Lost in the Funhouse

Ken Graves | June 22 – August 22, 2026


About the Artist

Ken Graves was born in Portland, Oregon 1942-2016. He received his B.F.A. in 1970 and M.F.A. in 1971 from the San Francisco Art Institute. He is the co-author of American Snapshots, 1977 and with Eva Lipman Ballroom, 1989 text by Sally Sommers. In 2014 MacBooks published a retrospective of Ken’s early work titled The Home Front. He is the recipient of a Ferguson Grant, 1973, National Endowment for the Arts, 1975 and 1986. Pennsylvania Council on the Arts, 1982, Faculty Research Fellowship, Penn State University 1980, 1991 and 1992 and The Institute of Arts and Humanistic Studies 1984, and 1989. His work has been widely exhibited and is permanent art collections at Allentown Art Museum, Brooklyn Museum, Museum of Modern Art, NY and SF Museum of Modern Art. He taught at Pennsylvania State University until 2008. He passed away in 2016. He is survived by his wife and photographic partner Eva Lipman. A collection of Ken’s collages has been published by Luhz Press and released in 2023.

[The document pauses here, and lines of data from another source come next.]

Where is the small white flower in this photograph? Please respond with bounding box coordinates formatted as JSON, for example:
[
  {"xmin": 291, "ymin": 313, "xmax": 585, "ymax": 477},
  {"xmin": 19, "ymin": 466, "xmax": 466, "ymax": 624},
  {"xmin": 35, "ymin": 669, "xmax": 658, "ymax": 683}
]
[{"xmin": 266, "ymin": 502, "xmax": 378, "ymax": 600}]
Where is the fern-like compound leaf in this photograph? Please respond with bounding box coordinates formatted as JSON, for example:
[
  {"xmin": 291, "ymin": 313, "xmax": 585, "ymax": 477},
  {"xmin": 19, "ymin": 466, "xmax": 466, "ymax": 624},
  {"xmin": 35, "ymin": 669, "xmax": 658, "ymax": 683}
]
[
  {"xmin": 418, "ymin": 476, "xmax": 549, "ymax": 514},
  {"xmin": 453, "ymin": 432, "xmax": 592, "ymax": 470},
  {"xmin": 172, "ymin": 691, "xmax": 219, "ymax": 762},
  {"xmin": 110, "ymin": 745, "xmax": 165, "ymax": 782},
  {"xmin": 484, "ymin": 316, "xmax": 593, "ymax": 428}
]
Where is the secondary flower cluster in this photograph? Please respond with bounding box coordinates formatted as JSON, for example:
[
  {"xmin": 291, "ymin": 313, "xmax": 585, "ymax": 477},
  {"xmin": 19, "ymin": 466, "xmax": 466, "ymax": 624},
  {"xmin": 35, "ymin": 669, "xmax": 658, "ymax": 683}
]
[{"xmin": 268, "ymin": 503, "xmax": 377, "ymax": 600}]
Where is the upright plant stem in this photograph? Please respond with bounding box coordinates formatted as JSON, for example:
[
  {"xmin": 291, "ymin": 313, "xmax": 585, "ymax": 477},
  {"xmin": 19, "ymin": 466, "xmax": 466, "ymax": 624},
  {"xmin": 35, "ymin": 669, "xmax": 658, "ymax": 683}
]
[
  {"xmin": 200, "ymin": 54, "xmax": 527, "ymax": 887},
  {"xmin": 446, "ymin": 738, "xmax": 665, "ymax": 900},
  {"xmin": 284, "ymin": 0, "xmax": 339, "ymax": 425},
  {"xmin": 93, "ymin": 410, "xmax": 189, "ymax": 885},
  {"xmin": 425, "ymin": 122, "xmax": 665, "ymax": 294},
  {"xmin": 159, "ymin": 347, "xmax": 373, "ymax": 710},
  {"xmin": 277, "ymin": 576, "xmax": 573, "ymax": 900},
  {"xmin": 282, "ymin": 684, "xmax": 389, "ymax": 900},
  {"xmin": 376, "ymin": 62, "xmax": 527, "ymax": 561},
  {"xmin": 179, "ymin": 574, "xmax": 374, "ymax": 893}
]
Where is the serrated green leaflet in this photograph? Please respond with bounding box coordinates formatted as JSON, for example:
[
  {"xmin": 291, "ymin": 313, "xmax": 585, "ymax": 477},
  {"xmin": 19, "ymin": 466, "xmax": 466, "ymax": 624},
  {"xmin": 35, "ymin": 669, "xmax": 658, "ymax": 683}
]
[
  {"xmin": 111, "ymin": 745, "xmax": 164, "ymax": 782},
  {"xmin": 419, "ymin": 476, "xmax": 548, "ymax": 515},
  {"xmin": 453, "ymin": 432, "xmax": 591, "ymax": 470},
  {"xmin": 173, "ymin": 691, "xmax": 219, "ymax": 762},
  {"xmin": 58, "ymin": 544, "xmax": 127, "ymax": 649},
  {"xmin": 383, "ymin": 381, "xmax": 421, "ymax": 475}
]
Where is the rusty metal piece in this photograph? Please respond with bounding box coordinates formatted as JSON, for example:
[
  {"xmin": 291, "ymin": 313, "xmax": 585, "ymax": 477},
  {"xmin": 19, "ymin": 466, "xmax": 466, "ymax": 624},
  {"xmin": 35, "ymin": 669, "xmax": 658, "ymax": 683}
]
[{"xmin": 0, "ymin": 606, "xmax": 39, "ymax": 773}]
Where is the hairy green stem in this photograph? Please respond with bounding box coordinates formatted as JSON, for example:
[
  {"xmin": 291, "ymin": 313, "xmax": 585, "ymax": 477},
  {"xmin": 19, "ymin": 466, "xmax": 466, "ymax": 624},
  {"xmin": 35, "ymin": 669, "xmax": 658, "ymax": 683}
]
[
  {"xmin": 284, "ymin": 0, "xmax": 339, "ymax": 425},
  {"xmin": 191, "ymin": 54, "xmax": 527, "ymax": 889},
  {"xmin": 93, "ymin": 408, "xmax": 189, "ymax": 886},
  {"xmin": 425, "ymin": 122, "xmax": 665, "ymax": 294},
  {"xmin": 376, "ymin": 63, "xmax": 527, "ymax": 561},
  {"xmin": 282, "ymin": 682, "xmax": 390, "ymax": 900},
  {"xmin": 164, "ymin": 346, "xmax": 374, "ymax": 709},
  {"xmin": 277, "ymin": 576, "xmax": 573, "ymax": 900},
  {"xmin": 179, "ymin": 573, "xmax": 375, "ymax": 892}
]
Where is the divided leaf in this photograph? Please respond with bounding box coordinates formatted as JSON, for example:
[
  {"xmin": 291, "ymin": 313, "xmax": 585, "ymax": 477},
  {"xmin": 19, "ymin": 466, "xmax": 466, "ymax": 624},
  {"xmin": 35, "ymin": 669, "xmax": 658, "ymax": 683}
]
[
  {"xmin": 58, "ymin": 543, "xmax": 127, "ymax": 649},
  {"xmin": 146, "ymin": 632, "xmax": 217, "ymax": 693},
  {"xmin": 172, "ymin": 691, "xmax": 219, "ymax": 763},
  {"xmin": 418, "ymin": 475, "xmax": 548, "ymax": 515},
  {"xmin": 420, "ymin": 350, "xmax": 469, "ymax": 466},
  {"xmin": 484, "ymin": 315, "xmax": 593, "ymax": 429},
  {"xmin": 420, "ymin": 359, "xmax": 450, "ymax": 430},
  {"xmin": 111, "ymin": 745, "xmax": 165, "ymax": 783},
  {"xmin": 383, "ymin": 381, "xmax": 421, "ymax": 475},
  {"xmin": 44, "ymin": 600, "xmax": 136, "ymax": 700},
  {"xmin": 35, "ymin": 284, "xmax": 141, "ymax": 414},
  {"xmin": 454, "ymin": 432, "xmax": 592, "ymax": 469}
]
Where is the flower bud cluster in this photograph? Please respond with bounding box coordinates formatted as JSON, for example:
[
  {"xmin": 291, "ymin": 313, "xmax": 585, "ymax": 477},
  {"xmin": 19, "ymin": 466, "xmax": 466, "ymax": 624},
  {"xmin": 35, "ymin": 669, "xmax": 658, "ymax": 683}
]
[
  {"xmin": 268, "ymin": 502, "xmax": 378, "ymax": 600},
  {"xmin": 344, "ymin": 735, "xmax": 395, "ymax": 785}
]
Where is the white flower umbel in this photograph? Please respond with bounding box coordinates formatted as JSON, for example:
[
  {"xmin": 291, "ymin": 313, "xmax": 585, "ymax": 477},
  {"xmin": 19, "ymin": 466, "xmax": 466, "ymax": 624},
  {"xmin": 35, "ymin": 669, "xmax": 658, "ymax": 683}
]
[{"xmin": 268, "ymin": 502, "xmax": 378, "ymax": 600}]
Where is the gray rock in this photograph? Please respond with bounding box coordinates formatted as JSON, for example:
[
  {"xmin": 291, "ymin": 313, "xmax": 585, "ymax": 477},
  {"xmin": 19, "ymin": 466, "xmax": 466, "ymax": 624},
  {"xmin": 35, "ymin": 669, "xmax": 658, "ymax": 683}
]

Eva Lipman was born in 1946 in Czechoslovakia. She received her B.A. in literature from Hunter College and her M.S.W. 1976 from Columbia University in NY. Her photographic studies were pursued at the Center for Media Arts and the School of Visual Arts in NY. Her work has been exhibited Allentown Art Museum, PA., Blue Sky Gallery, Portland, The Museum of Modern Art, NY, NY Public Library, Clampart Gallery, NY, and SFMOMA, SF. Her photography along with her partner Ken Graves is represented by Rose Gallery in L.A., Clampart, NY and Anglim Gallery, SF. She has co-authored with Ken Graves two photography books Restraint and Desire and Derby published by TBW Books in 2022. Her work is in several private and public collections. She continues to be a steward of their work.


The Gallery at Leica Store San Francisco is proud to present Lost in the Funhouse, an exhibition featuring the photography of Ken Graves.

Bringing together a selection of photographs shaped by wit, disorientation, and psychological tension, Lost in the Funhouse reflects on the instability of contemporary life and the strange theater of American culture.

Graves’ photographs embrace the absurdity, humor, and contradictions embedded within everyday life. Moving through landscapes of spectacle, performance, and unease, his images reveal a world shaped by illusion, confusion, and emotional dislocation, where meaning feels fragmented and uncertain. Yet rather than retreat from chaos, Graves transforms it, shaping moments of tension, irony, and visual excess into compositions that are incisive, unsettling, and deeply human. Beneath the humor and disorder lies an artist acutely attuned to the strange choreography of American life, carefully containing instability and transforming it into something enduring.

Lost in the Funhouse celebrates Ken Graves not only as a remarkable photographer, but as an original American artist whose work continues to resonate with striking relevance today. These photographs invite viewers into a world where humor and uncertainty intertwine, and where the camera becomes both witness to and architect of the strange spectacle of modern life.